As I considered the problem, though, I suddenly remembered that there are some pierced ears at Casa Blocher after all. They belong to Barbie:
Look carefully at these photos, and you'll see the piercings: some in the ear, some just beneath it.
But do these dolls wear their earrings? As you can see, they do not. Here's what happens to a 1964 Barbie that's had metal earrings in for a few decades:
Mind you, that's how the ear looks after I've spent considerable time and effort cleaning up this doll as best I could, using the method recommended on the vintage Barbie fan sites. I probably need to try again, over a period of up to six months. It looked much worse to begin with, though. The camera and the flash accentuate the green a bit, but it's definitely visible to the eye. It looked better still after I originally worked on the head with Tarn-X and cotton, but "green ear disease" tends to come back, spreading outward from the tarnish inside the doll.
The pin-like objects on the left are the kind of earrings that caused all the trouble. Nowadays Mattel (and other makers of "repro" earrings for vintage dolls) make the posts out of plastic, usually nylon.
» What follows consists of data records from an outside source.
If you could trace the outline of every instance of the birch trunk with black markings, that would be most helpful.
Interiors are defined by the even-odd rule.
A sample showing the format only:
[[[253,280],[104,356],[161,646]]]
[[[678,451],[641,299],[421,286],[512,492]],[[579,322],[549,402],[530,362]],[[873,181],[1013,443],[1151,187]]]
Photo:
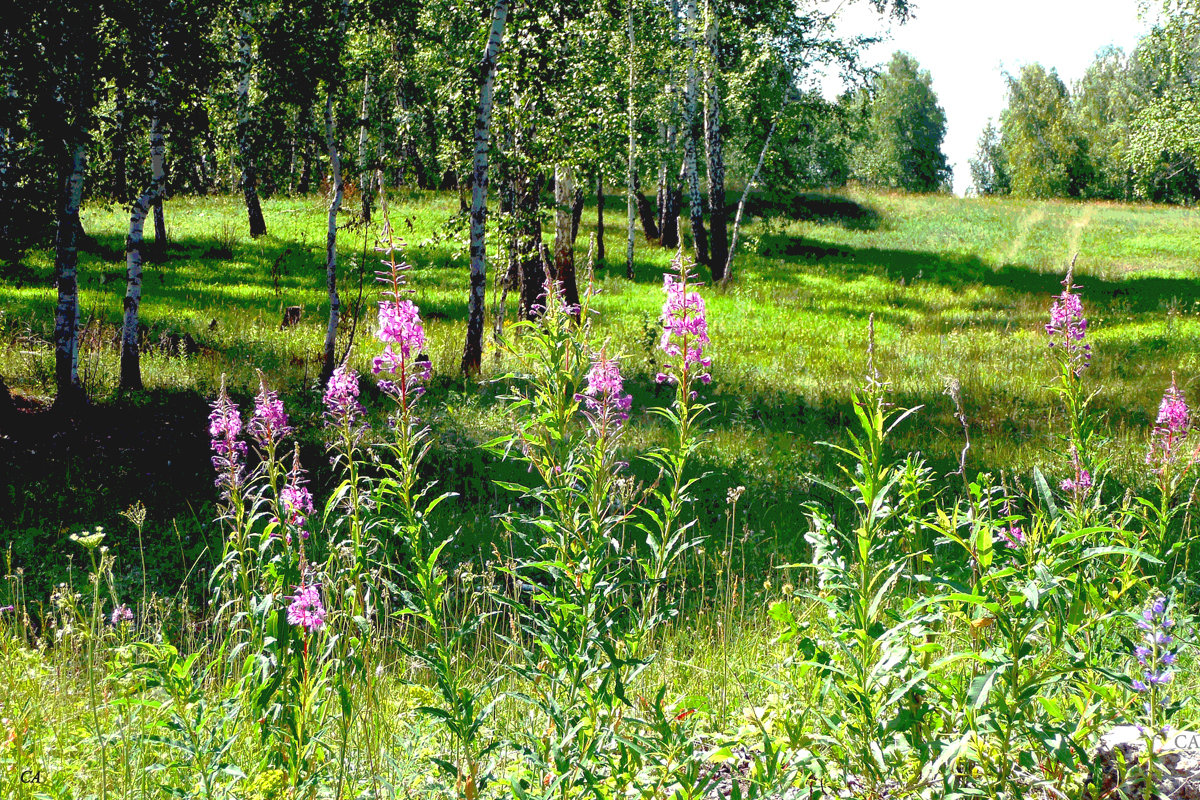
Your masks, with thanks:
[[[250,222],[250,235],[262,236],[267,232],[263,219],[262,204],[258,199],[258,174],[255,171],[252,121],[250,117],[250,77],[253,71],[253,42],[250,36],[252,19],[250,12],[242,14],[238,26],[238,84],[237,84],[237,148],[241,159],[241,177],[238,181],[242,195],[246,198],[246,214]]]
[[[325,357],[321,367],[321,385],[333,376],[337,366],[338,321],[342,316],[342,303],[337,291],[337,215],[342,208],[342,162],[338,155],[337,130],[333,116],[333,90],[325,92],[325,144],[329,148],[329,180],[333,183],[333,196],[329,200],[329,224],[325,234],[325,282],[329,289],[329,325],[325,329]]]
[[[368,48],[370,40],[367,41]],[[371,107],[371,70],[363,70],[363,90],[362,90],[362,105],[358,112],[358,189],[362,195],[362,218],[363,222],[371,221],[371,198],[374,194],[374,173],[371,171],[371,165],[367,158],[368,151],[368,133],[367,128],[370,125],[370,117],[368,112]]]
[[[483,360],[483,305],[487,290],[487,183],[488,137],[492,124],[492,89],[496,81],[496,60],[504,40],[508,18],[508,0],[496,0],[492,8],[492,27],[483,59],[479,64],[479,105],[475,113],[475,154],[471,180],[471,282],[467,299],[467,340],[463,345],[464,375],[479,374]]]
[[[575,248],[571,240],[571,201],[575,196],[574,170],[566,164],[554,167],[554,280],[562,287],[563,301],[579,307],[579,284],[575,279]]]
[[[750,189],[758,180],[758,173],[762,172],[763,161],[767,158],[767,150],[771,147],[771,137],[775,135],[777,125],[779,125],[779,117],[771,122],[771,129],[767,131],[767,139],[763,142],[762,150],[758,154],[758,164],[754,167],[754,174],[746,182],[746,188],[742,190],[742,199],[738,201],[737,214],[733,217],[733,236],[729,242],[729,255],[725,258],[725,272],[721,278],[722,283],[728,283],[730,276],[733,275],[733,254],[737,252],[738,229],[742,225],[742,212],[746,210],[746,198],[750,196]]]
[[[725,277],[725,262],[729,257],[729,231],[725,214],[725,155],[721,138],[721,88],[719,75],[717,14],[715,0],[706,0],[704,7],[704,155],[708,162],[708,230],[712,278]]]
[[[633,220],[637,206],[637,201],[633,197],[637,191],[637,116],[633,92],[636,88],[634,59],[637,51],[634,50],[633,0],[626,0],[626,3],[626,26],[629,30],[629,119],[627,121],[629,125],[629,158],[625,171],[625,277],[633,280]],[[641,192],[637,193],[641,194]]]
[[[142,388],[142,365],[138,340],[138,312],[142,304],[142,249],[146,216],[156,199],[158,182],[151,182],[138,195],[129,213],[129,235],[125,239],[125,320],[121,328],[121,389]]]
[[[70,171],[65,176],[58,211],[54,247],[54,276],[58,303],[54,309],[54,405],[75,408],[84,400],[79,382],[79,204],[87,169],[87,147],[82,139],[72,148]]]
[[[700,94],[700,73],[697,69],[699,57],[696,47],[698,35],[696,24],[696,0],[687,0],[684,6],[685,34],[688,38],[689,60],[687,83],[683,94],[683,169],[682,177],[687,187],[688,219],[692,228],[692,248],[697,265],[708,264],[708,236],[704,231],[704,205],[700,196],[700,173],[696,165],[696,109]]]

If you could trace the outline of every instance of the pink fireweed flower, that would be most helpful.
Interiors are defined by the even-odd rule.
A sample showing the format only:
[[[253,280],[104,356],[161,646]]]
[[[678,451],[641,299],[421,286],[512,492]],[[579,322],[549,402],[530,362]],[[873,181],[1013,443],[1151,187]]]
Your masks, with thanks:
[[[129,606],[122,603],[113,609],[112,617],[109,620],[113,625],[120,625],[122,622],[133,622],[133,611]]]
[[[1004,516],[1008,518],[1008,522],[1000,528],[1000,544],[1013,548],[1025,544],[1025,529],[1016,524],[1012,507],[1007,500],[1004,501]]]
[[[325,410],[334,425],[352,425],[363,413],[358,402],[358,373],[338,367],[325,387]]]
[[[319,584],[298,586],[296,594],[288,606],[287,619],[289,625],[299,625],[308,633],[312,633],[325,624],[325,606],[321,604]]]
[[[1063,292],[1054,297],[1050,306],[1050,322],[1046,324],[1046,333],[1050,336],[1050,346],[1059,347],[1072,364],[1075,375],[1079,376],[1092,360],[1092,346],[1087,337],[1087,318],[1083,316],[1083,300],[1072,289],[1078,289],[1071,282],[1071,272],[1063,280]]]
[[[372,361],[371,371],[401,377],[399,383],[381,380],[379,387],[397,397],[422,394],[419,384],[429,379],[429,359],[419,355],[425,347],[425,328],[416,304],[411,300],[380,302],[376,335],[384,348]]]
[[[254,398],[254,416],[246,426],[254,440],[263,447],[276,445],[292,432],[287,412],[279,394],[267,388],[266,378],[259,374],[258,395]]]
[[[246,443],[242,435],[242,418],[238,407],[225,391],[225,376],[221,376],[221,391],[213,401],[212,413],[208,415],[208,433],[212,437],[212,465],[217,471],[217,486],[224,487],[226,495],[240,483],[242,457],[246,454]]]
[[[575,396],[598,418],[613,420],[620,425],[629,419],[633,397],[625,393],[625,382],[621,378],[621,364],[610,358],[603,350],[592,357],[592,367],[587,373],[587,388]]]
[[[680,276],[676,279],[670,273],[663,276],[663,291],[666,300],[663,302],[662,321],[663,335],[659,341],[661,349],[670,358],[682,358],[682,364],[667,364],[668,369],[693,369],[695,377],[702,383],[708,383],[709,367],[712,359],[706,358],[704,349],[709,344],[708,319],[704,308],[704,298],[691,291],[687,282],[688,275],[684,268],[679,268]],[[694,286],[695,284],[690,284]],[[659,383],[670,381],[675,383],[678,378],[667,373],[656,376]]]
[[[1146,453],[1147,464],[1158,464],[1156,472],[1162,472],[1179,454],[1179,446],[1187,438],[1191,428],[1191,412],[1183,392],[1171,376],[1171,386],[1163,394],[1158,406],[1158,418],[1150,434],[1150,452]]]

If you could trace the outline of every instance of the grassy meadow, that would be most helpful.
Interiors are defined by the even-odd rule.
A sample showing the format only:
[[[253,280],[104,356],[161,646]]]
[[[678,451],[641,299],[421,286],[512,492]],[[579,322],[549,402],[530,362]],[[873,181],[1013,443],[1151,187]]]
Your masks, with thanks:
[[[404,193],[391,205],[404,257],[415,267],[413,299],[433,362],[431,405],[444,405],[436,419],[434,471],[471,509],[463,522],[478,530],[461,540],[487,540],[494,529],[475,509],[502,495],[491,484],[496,465],[476,445],[504,426],[494,403],[502,389],[489,381],[511,366],[492,335],[497,291],[488,291],[482,382],[468,384],[458,373],[467,255],[457,198]],[[662,360],[656,349],[661,275],[671,253],[639,236],[637,279],[626,280],[624,230],[612,224],[619,203],[610,197],[610,205],[609,258],[597,265],[594,306],[600,329],[625,354],[634,405],[629,442],[643,447],[659,436],[645,409],[666,397],[653,376]],[[327,314],[321,201],[277,198],[265,209],[268,235],[251,240],[236,199],[184,197],[167,204],[171,245],[165,259],[147,267],[141,310],[146,392],[123,400],[139,409],[135,419],[101,410],[94,423],[97,436],[107,427],[130,440],[102,444],[128,460],[120,453],[93,458],[85,447],[62,458],[35,453],[39,468],[24,470],[21,459],[30,454],[16,441],[5,448],[0,457],[14,459],[14,479],[0,498],[0,519],[14,533],[17,563],[60,544],[77,526],[117,525],[117,512],[139,499],[150,508],[151,540],[174,552],[175,564],[181,540],[197,553],[196,537],[203,535],[197,528],[210,516],[196,496],[204,496],[210,469],[201,422],[223,374],[245,399],[257,389],[261,370],[289,401],[314,419],[319,414],[314,387]],[[749,218],[735,280],[704,290],[713,339],[706,394],[714,403],[713,446],[704,455],[704,495],[714,498],[705,509],[710,523],[720,522],[726,489],[745,485],[751,549],[784,558],[800,554],[795,510],[822,491],[805,476],[834,469],[833,454],[815,442],[836,440],[849,418],[850,393],[865,374],[871,314],[876,358],[892,399],[922,406],[917,423],[898,431],[897,449],[921,451],[940,472],[957,469],[963,430],[947,392],[957,381],[971,437],[968,474],[1019,477],[1034,465],[1061,472],[1043,326],[1076,254],[1096,353],[1089,381],[1118,445],[1113,474],[1131,485],[1144,481],[1144,442],[1162,391],[1172,371],[1185,389],[1198,372],[1200,217],[1193,212],[856,191],[802,195],[751,210],[765,216]],[[83,213],[96,246],[80,259],[80,363],[100,406],[116,399],[126,217],[122,208],[97,203]],[[589,208],[579,235],[581,262],[594,232]],[[360,371],[369,369],[374,354],[377,234],[378,226],[359,226],[339,237],[343,302],[362,311],[350,360]],[[0,281],[0,375],[18,394],[43,404],[53,394],[52,267],[51,251],[30,253],[16,274]],[[283,308],[293,305],[303,309],[301,324],[281,328]],[[514,313],[510,298],[507,322]],[[188,348],[193,352],[181,353]],[[143,420],[153,422],[143,427]],[[139,447],[139,441],[157,442],[160,429],[170,432],[172,443]],[[315,439],[306,445],[319,447]],[[63,479],[65,491],[58,485]]]
[[[610,198],[607,208],[607,262],[595,264],[594,325],[623,354],[632,411],[622,457],[635,478],[648,481],[654,469],[637,455],[670,436],[663,419],[647,409],[668,405],[673,397],[669,386],[654,379],[663,361],[658,350],[662,275],[672,253],[648,246],[639,233],[636,279],[627,280],[619,200]],[[1045,324],[1073,258],[1094,348],[1085,386],[1097,393],[1092,405],[1101,415],[1107,496],[1150,490],[1154,476],[1145,456],[1163,391],[1174,372],[1179,386],[1194,394],[1200,375],[1200,217],[1194,210],[858,189],[754,199],[751,206],[733,280],[724,288],[700,290],[712,339],[707,354],[713,359],[712,382],[703,387],[701,399],[712,407],[703,418],[707,442],[692,467],[699,480],[689,513],[698,519],[696,535],[705,540],[683,556],[673,584],[682,613],[656,631],[655,657],[635,683],[647,695],[666,687],[677,707],[699,709],[689,724],[700,740],[714,743],[723,736],[753,741],[763,714],[776,713],[772,709],[781,705],[800,709],[796,713],[804,719],[821,712],[819,681],[800,664],[794,645],[778,638],[780,619],[769,608],[784,584],[790,598],[791,582],[807,580],[777,569],[813,558],[805,540],[805,504],[828,503],[837,509],[835,516],[852,513],[828,486],[844,482],[839,466],[847,459],[820,443],[846,444],[846,430],[855,424],[851,398],[864,386],[872,315],[874,359],[887,382],[888,402],[920,407],[896,428],[889,452],[922,453],[945,487],[944,499],[969,491],[966,484],[981,472],[1024,495],[1035,492],[1030,482],[1035,467],[1055,485],[1069,475],[1062,441],[1066,423],[1051,388],[1057,373]],[[392,226],[405,243],[401,252],[414,267],[412,299],[421,309],[432,361],[422,399],[431,446],[422,470],[440,491],[457,494],[430,524],[441,535],[453,534],[446,552],[450,579],[465,587],[511,546],[497,515],[512,501],[496,482],[528,480],[528,470],[481,447],[511,426],[500,398],[510,388],[505,376],[514,364],[496,342],[501,304],[495,286],[487,294],[481,380],[466,381],[458,372],[468,259],[466,228],[457,212],[458,199],[449,193],[404,191],[390,199]],[[116,342],[128,212],[102,202],[86,204],[83,225],[95,241],[80,256],[80,364],[93,407],[72,435],[56,429],[43,413],[53,394],[53,252],[30,252],[0,275],[0,375],[23,407],[22,420],[28,420],[0,431],[5,475],[0,545],[7,558],[0,604],[38,609],[39,625],[65,618],[64,603],[84,601],[67,602],[60,595],[50,602],[53,587],[69,582],[85,598],[91,591],[86,555],[69,536],[101,525],[116,558],[111,588],[135,597],[148,583],[158,598],[162,630],[174,632],[169,638],[181,651],[211,654],[200,598],[223,533],[213,521],[217,491],[207,418],[222,376],[246,409],[261,371],[300,428],[301,457],[318,508],[337,485],[319,431],[322,406],[315,385],[327,314],[324,213],[318,197],[269,199],[264,203],[268,234],[252,240],[236,198],[171,199],[166,204],[170,242],[147,264],[144,280],[146,388],[119,396]],[[353,330],[350,363],[366,374],[378,348],[373,332],[379,226],[364,227],[349,214],[344,221],[339,263],[348,313],[341,344],[350,343]],[[577,245],[581,276],[594,233],[595,208],[589,205]],[[491,248],[497,249],[495,241]],[[498,271],[495,264],[491,271]],[[493,278],[489,275],[489,281]],[[283,328],[282,312],[289,306],[301,306],[301,322]],[[511,326],[514,297],[503,312]],[[378,426],[387,403],[370,383],[364,381],[362,400]],[[952,473],[963,457],[964,428],[970,446],[966,474],[958,477]],[[728,500],[736,487],[745,489],[734,507]],[[137,502],[147,513],[144,525],[135,526],[121,512]],[[1123,587],[1118,594],[1129,590]],[[455,589],[450,594],[470,593]],[[455,606],[456,613],[499,613],[486,600],[478,607],[464,602]],[[820,603],[798,605],[797,629],[806,629],[823,613]],[[959,633],[979,636],[980,626],[972,625],[963,623]],[[466,671],[480,683],[504,674],[497,665],[505,662],[511,643],[500,628],[470,643]],[[59,633],[61,639],[61,628]],[[132,730],[129,720],[135,717],[166,719],[167,706],[121,701],[134,696],[129,669],[138,653],[130,649],[129,631],[113,626],[104,635],[110,639],[107,655],[100,657],[108,659],[110,677],[99,684],[91,680],[97,656],[90,646],[73,651],[63,645],[64,661],[56,661],[53,645],[27,648],[15,637],[0,636],[0,717],[10,736],[7,749],[0,746],[0,781],[9,781],[7,788],[0,782],[0,795],[102,796],[96,786],[97,776],[104,774],[108,797],[158,796],[159,783],[170,782],[164,776],[185,771],[164,760],[163,742],[138,744],[121,733]],[[1035,635],[1036,630],[1030,633]],[[339,778],[336,795],[324,786],[311,795],[296,791],[291,796],[474,800],[474,790],[464,789],[461,780],[435,779],[429,768],[428,757],[446,747],[437,726],[418,711],[432,702],[432,690],[422,688],[431,680],[402,650],[384,647],[376,655],[381,677],[354,690],[356,707],[371,721],[361,722],[361,731],[351,736],[356,766],[339,773],[345,790]],[[61,668],[68,658],[85,660],[86,670]],[[1191,663],[1190,655],[1181,659]],[[1196,682],[1191,674],[1180,681],[1181,696],[1187,696],[1182,690]],[[97,686],[103,694],[99,700]],[[205,690],[198,683],[195,691],[190,705],[179,702],[199,709],[197,698]],[[1095,688],[1094,695],[1079,701],[1084,711],[1060,717],[1118,714],[1132,702],[1118,695]],[[210,698],[205,713],[217,713],[215,704]],[[1100,706],[1107,710],[1098,711]],[[1193,704],[1184,706],[1184,719],[1195,713]],[[501,703],[495,715],[494,728],[534,724],[513,703]],[[320,724],[336,728],[336,714]],[[226,719],[213,725],[218,733],[212,735],[228,742],[222,758],[249,777],[239,780],[236,771],[227,771],[221,778],[226,794],[211,796],[289,796],[257,784],[253,791],[247,788],[258,763],[253,724]],[[107,752],[92,746],[97,730],[106,737]],[[194,740],[191,746],[199,747]],[[336,761],[336,743],[330,747],[322,751],[324,763]],[[983,760],[981,752],[973,757]],[[995,753],[987,757],[993,756],[1003,760]],[[172,766],[156,766],[168,763]],[[12,782],[33,766],[43,770],[43,782]],[[175,785],[177,796],[209,791],[208,784],[201,791],[183,778]]]

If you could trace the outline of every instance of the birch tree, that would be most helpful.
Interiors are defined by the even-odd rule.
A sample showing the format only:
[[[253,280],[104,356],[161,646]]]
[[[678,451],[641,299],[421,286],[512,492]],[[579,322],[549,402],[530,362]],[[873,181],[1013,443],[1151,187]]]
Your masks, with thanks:
[[[237,35],[237,148],[241,159],[242,174],[239,181],[242,195],[246,199],[246,214],[250,222],[250,235],[262,236],[267,232],[263,219],[262,205],[258,199],[258,173],[255,171],[254,145],[252,142],[252,120],[250,116],[250,79],[253,73],[254,45],[252,26],[254,15],[245,8],[240,15]]]
[[[492,93],[496,60],[504,40],[508,0],[496,0],[492,26],[479,63],[479,105],[475,112],[475,153],[471,169],[471,281],[467,300],[467,341],[463,345],[464,375],[479,374],[483,360],[483,303],[487,289],[487,181],[488,146],[492,124]]]
[[[699,58],[696,37],[696,0],[684,6],[684,35],[688,41],[687,83],[683,94],[683,168],[680,177],[687,187],[688,219],[692,228],[692,249],[697,264],[708,264],[708,237],[704,231],[704,205],[700,199],[700,175],[696,166],[696,109],[700,94]]]
[[[725,277],[725,262],[729,255],[728,230],[725,227],[725,154],[721,140],[721,89],[717,85],[720,66],[718,19],[713,5],[706,0],[704,8],[704,154],[708,161],[708,227],[712,244],[712,277]],[[693,226],[694,226],[693,222]]]

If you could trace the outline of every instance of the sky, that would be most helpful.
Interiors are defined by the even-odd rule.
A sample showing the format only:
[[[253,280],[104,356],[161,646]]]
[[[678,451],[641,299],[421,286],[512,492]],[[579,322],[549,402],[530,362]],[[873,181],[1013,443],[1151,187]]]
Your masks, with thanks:
[[[826,0],[836,8],[839,0]],[[946,110],[942,151],[954,168],[954,191],[971,185],[967,161],[975,155],[988,118],[1000,122],[1007,104],[1004,73],[1025,64],[1054,68],[1068,87],[1083,77],[1096,51],[1116,45],[1129,53],[1147,30],[1138,0],[915,0],[903,25],[885,21],[869,3],[841,3],[836,30],[842,35],[890,32],[865,53],[865,63],[885,64],[903,50],[933,78]],[[834,97],[837,77],[822,80]]]

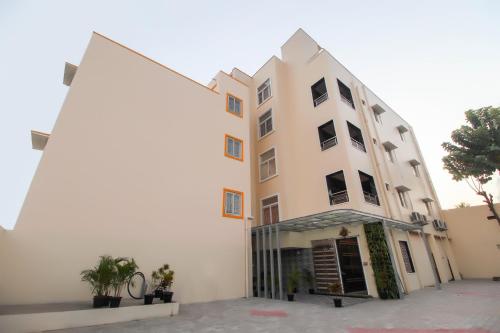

Barbie's "MODern" cousin's friend, Casey, is a bit hipper than Barbie herself. Casey came with just one earring instead of two - and it's a dangler! I dug out the earring and the swimsuit that came with the doll so you can get some idea how she looked originally.
I hope I won't regret this. Even sticking in that corroded and corrosive bit of metal for two minutes deposited more tarnish in Casey's head, which could cause trouble later on. That would be a shame! Casey was my favorite doll as of 1967, when I was ten years old. My original dolls are long gone, but I went to a fair amount of trouble and expense to buy Casey again, and the best gold lamé fishnet swimsuit I could find on eBay, and the darn earring. I should use a pin to poke a little Tarn-Ex into the ear hole, just in case.
Somewhere in this house (Museum of the Weird, remember?) there's a Generation Girl Chelsie with a nose stud. Generation Girl was a line of Barbie and friends with less extreme proportions and hipper accoutrements. They were too hip for the room, though. Plans for multiple piercings, nose studs and tattoos on this line of dolls were scrapped after Mattel received complaints from parents about Butterfly Art Barbie and Butterfly Art Ken, which came with removable tattoos for both doll and child. The Butterfly Art dolls sold well and were not recalled, but only about 5000 Chelsie dolls with the nose stud made it onto the market.